Let’s take a closer look at OP’s situation.

Pursuing a Computer Science Degree

Here’s some good news for OldByrne: you’re getting a degree that will propel you into one of the highest salaried industries. In fact, people who work in the computer science industry have reported average starting salaries ranging from $49,000 per year to $75,000 per year. It’s great that you want to jump into something closer to your career. That kind of motivation will pay off big-time as you begin your career journey.

Should You Apply for an Internship?

Although looking at entry-level jobs may seem like the most logical thing to do right now, perhaps you should consider looking at internships instead.

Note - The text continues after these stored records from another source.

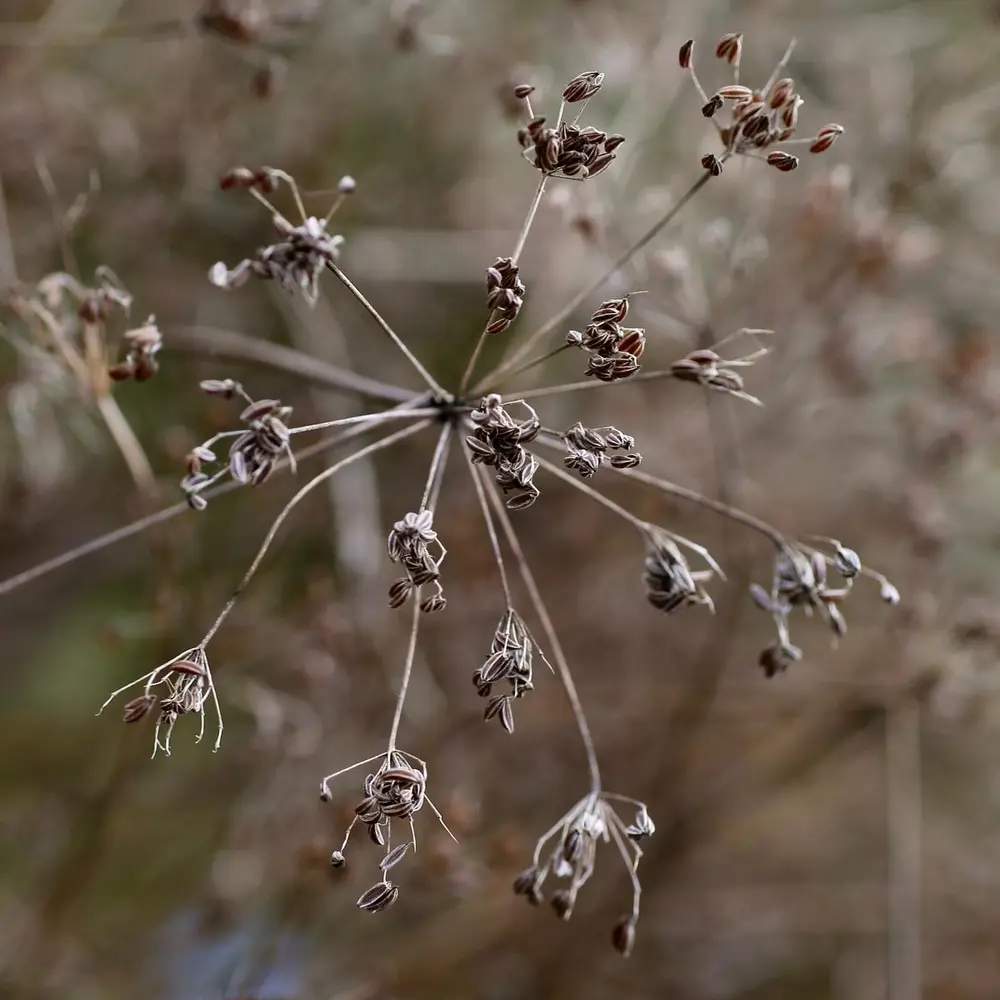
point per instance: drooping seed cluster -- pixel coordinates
(396, 791)
(800, 581)
(707, 368)
(141, 347)
(254, 451)
(587, 449)
(498, 441)
(671, 584)
(614, 349)
(573, 855)
(187, 688)
(749, 121)
(298, 258)
(504, 294)
(409, 544)
(510, 660)
(569, 150)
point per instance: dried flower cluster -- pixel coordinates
(614, 350)
(255, 449)
(750, 122)
(574, 839)
(499, 440)
(482, 423)
(509, 661)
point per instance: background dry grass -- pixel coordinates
(829, 833)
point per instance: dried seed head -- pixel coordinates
(778, 657)
(379, 897)
(714, 104)
(782, 161)
(623, 936)
(562, 903)
(730, 48)
(583, 87)
(826, 137)
(712, 164)
(237, 177)
(137, 708)
(846, 561)
(529, 884)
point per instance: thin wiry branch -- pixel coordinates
(563, 314)
(562, 665)
(235, 346)
(393, 336)
(557, 390)
(490, 526)
(168, 513)
(404, 684)
(518, 250)
(290, 506)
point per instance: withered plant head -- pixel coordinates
(502, 440)
(754, 121)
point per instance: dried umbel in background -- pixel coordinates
(500, 433)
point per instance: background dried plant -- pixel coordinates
(829, 831)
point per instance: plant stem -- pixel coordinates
(550, 633)
(393, 336)
(239, 347)
(322, 477)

Internships, paid or unpaid, are a fantastic way to learn the necessary skills they don’t teach you at college, such as communication, basic reporting, workplace etiquette, and more.

Internships are also great because sometimes they can turn into a full-time job. At the very least, the experience is priceless and internships look awesome on any resume. If you aren’t able to find any internships, another suggestion is to check with your college and see if they have any work-study programs available.

I finished my internship. Now how do I apply for an entry-level job?

Get on LinkedIn
First things first. Because you’re going to be in the tech field, getting your LinkedIn account set up and optimized is crucial. Most professionals these days are on LinkedIn, and recruiters often use it to find new tech talent – that means you! Not sure where to start? Use these tips to polish up your profile.

Connect with a Recruiter
Given that you’re in the tech industry, this will be pretty straightforward in terms of getting connected. Recruiters can be awesome, and if you reach out to the right ones, they can sometimes lead you to an amazing job – usually without you having to do much of anything, which is even more awesome.

If you’re going to use a recruiter to help you find a job, it’s important to remember that they are not your career counselor or your personal resume writer. For more things you should know about recruiters, check out this list.

Attend a Job Fair
There is nothing quite as awkward and beneficial as a job fair. If you’re not into small talk and networking, it’s time to get over it. Job fairs can help you prospect potential employers while also expanding (or starting) your own network. Remember that not all job fairs end in job offers, but it’s a great way to do some research on where you do and don’t want to work.